I’ve spoken to a lot of people and they have this mental time line “before the election” and “after the election” for a lot of us “after the election” meant reclaiming ourselves. It meant that some of us were going to have to fight harder than we ever have. It meant some of us will have to teach ourselves, for the first time, how to take care of ourselves. None of us knew what was coming next, we just knew it wasn’t “normal.”
In the midst of this, my anxiety has become constant. Usually it feels like quiet anticipation as if I’m waiting for something bad to happen at all times. Sometimes I’m suddenly overcome with urgency for no reason.
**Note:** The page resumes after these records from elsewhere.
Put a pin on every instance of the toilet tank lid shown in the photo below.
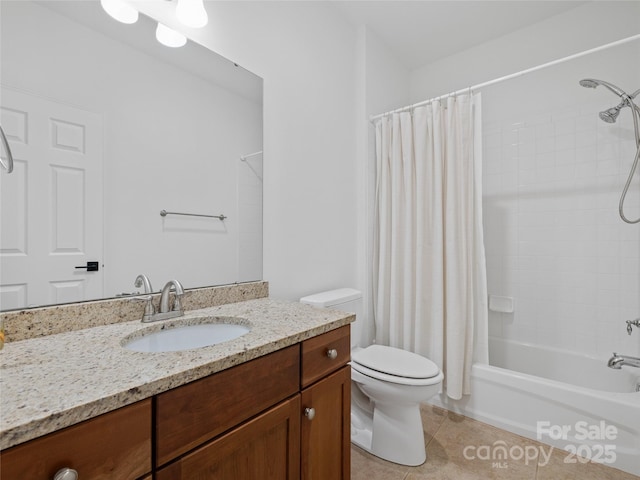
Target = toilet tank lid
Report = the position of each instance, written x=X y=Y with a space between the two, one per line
x=394 y=361
x=332 y=297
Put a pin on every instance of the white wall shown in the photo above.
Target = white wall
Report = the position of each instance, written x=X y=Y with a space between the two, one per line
x=153 y=156
x=553 y=173
x=306 y=54
x=582 y=28
x=384 y=84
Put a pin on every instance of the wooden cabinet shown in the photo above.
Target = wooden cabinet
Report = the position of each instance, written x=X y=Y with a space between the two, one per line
x=265 y=448
x=114 y=445
x=326 y=406
x=325 y=438
x=214 y=419
x=196 y=412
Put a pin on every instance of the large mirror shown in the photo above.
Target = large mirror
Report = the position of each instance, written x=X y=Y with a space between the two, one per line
x=108 y=128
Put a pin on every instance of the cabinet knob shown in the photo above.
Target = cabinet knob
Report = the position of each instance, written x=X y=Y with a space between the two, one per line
x=66 y=474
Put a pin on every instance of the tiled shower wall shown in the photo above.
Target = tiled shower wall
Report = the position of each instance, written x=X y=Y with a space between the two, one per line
x=554 y=240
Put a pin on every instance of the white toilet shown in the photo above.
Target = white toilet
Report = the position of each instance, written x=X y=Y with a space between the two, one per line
x=387 y=387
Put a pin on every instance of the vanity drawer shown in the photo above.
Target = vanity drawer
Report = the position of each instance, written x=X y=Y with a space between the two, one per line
x=196 y=412
x=325 y=353
x=114 y=445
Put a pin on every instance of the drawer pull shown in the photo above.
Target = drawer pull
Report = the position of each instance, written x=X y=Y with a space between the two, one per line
x=66 y=474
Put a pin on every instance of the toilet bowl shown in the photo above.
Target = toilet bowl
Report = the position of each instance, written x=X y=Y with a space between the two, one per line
x=387 y=386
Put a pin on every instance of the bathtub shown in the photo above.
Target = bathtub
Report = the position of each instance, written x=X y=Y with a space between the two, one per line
x=559 y=398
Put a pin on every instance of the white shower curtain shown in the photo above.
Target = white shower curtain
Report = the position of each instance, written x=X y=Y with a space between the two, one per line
x=429 y=285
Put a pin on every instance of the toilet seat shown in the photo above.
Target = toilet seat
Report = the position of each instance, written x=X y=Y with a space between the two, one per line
x=395 y=365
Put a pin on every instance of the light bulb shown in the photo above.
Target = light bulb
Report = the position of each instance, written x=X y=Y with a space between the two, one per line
x=120 y=11
x=169 y=37
x=192 y=13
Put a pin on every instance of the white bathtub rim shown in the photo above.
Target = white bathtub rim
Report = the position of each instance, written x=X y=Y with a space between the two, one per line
x=484 y=372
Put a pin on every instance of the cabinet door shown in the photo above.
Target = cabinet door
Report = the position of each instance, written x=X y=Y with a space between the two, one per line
x=326 y=449
x=190 y=415
x=116 y=445
x=265 y=448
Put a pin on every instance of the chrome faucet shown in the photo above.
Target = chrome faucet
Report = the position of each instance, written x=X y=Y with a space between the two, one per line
x=176 y=311
x=635 y=322
x=149 y=308
x=143 y=280
x=618 y=361
x=150 y=314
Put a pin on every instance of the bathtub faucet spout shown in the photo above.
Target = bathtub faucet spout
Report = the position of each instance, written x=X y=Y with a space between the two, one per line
x=617 y=361
x=635 y=322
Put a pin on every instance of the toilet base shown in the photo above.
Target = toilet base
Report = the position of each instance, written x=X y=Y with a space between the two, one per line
x=391 y=432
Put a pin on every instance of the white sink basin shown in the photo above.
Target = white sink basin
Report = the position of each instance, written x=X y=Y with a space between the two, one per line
x=187 y=334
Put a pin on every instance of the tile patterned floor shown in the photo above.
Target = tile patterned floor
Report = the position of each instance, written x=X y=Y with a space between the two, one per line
x=446 y=435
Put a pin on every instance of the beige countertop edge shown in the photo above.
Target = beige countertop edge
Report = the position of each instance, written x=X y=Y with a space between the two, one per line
x=41 y=407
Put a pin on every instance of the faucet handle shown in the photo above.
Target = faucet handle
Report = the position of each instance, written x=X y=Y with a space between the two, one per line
x=149 y=308
x=177 y=304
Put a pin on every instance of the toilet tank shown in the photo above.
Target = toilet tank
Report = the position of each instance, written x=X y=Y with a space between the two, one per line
x=344 y=299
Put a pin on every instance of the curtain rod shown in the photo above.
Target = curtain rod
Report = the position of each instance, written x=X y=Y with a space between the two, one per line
x=508 y=77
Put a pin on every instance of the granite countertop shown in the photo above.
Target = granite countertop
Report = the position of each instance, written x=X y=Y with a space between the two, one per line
x=51 y=382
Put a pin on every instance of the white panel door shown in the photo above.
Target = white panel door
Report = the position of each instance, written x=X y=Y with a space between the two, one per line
x=51 y=205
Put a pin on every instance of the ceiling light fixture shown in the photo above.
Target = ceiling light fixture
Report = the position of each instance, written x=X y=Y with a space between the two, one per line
x=192 y=13
x=169 y=37
x=120 y=11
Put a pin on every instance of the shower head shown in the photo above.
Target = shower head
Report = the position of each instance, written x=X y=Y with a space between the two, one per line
x=611 y=114
x=593 y=83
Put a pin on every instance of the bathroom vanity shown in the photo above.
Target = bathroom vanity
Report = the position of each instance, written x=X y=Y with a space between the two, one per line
x=272 y=404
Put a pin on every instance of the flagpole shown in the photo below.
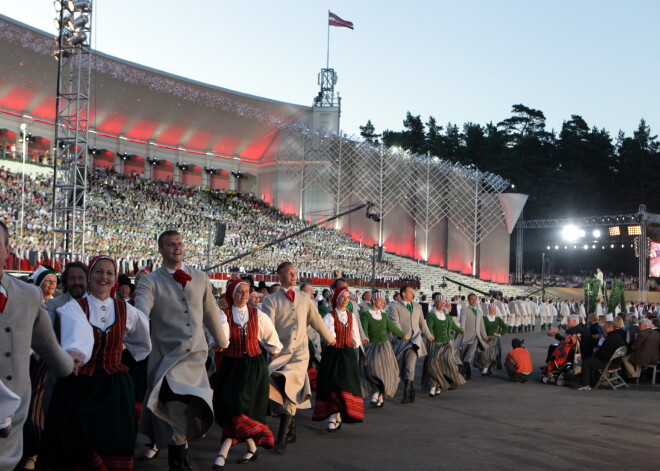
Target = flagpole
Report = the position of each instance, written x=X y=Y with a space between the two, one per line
x=328 y=49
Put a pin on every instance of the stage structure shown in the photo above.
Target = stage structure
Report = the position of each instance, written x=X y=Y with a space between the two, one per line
x=430 y=190
x=642 y=218
x=70 y=165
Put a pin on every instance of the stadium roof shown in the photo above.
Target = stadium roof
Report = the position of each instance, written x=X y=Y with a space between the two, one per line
x=141 y=103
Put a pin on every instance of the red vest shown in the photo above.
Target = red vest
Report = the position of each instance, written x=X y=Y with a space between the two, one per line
x=243 y=340
x=108 y=345
x=343 y=334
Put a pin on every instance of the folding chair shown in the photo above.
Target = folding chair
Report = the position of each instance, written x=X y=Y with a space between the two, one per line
x=610 y=374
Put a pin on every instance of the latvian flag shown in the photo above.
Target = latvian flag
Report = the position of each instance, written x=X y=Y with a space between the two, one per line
x=334 y=20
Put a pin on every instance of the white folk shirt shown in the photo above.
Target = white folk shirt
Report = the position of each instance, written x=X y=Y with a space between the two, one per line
x=329 y=321
x=77 y=333
x=267 y=334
I’ve woken up gasping for air as if I’m underwater (this has happened to me for years and apparently is not as common as I thought).
Through all of this I keep asking myself “is this normal?”
How are we defining normal? So often, we base “normal” on what has come before. But we are in uncharted territory. How do we define normalcy in a world that is literally shifting under our feet?
I guess, we don’t. We create a new normal.
For me, I’m trying to set my sights on peace. What in my daily life brought me some peace today? Sometimes that means praying, sometimes that means budgeting so I know if I can buy a six-pack of beer after a long day of work. Reminding myself that anything that costs my peace is too expensive.
I try to focus on what brings me joy. Usually that’s dancing with friends, watching a movie, taking a walk. I really really love karaoke on a good night. Sometimes it’s laying on my roof and ignoring my phone just looking at how blue the sky is.
I try to focus on hope. I’m hopeful for the future. I look at the kids around me and I’m hopeful that they will take up this fight and get a little closer to liberation. I’m hopeful that they will lead with love and not fear.
I try to check in on myself. I’m not good at this. Usually I don’t notice that I haven’t eaten until my headaches are so bad or until someone reminds me (thanks, friends). I try to make sure my laundry is done so I have clean clothing for work. I make sure my hair is washed so I feel a little more put together.
Peace, love, hope and care are all parts of my new normal. I encourage you to start to define your new normal because the road ahead is long.
Though there is a long road ahead we all must remember one thing: absolutely nothing that is happening is normal.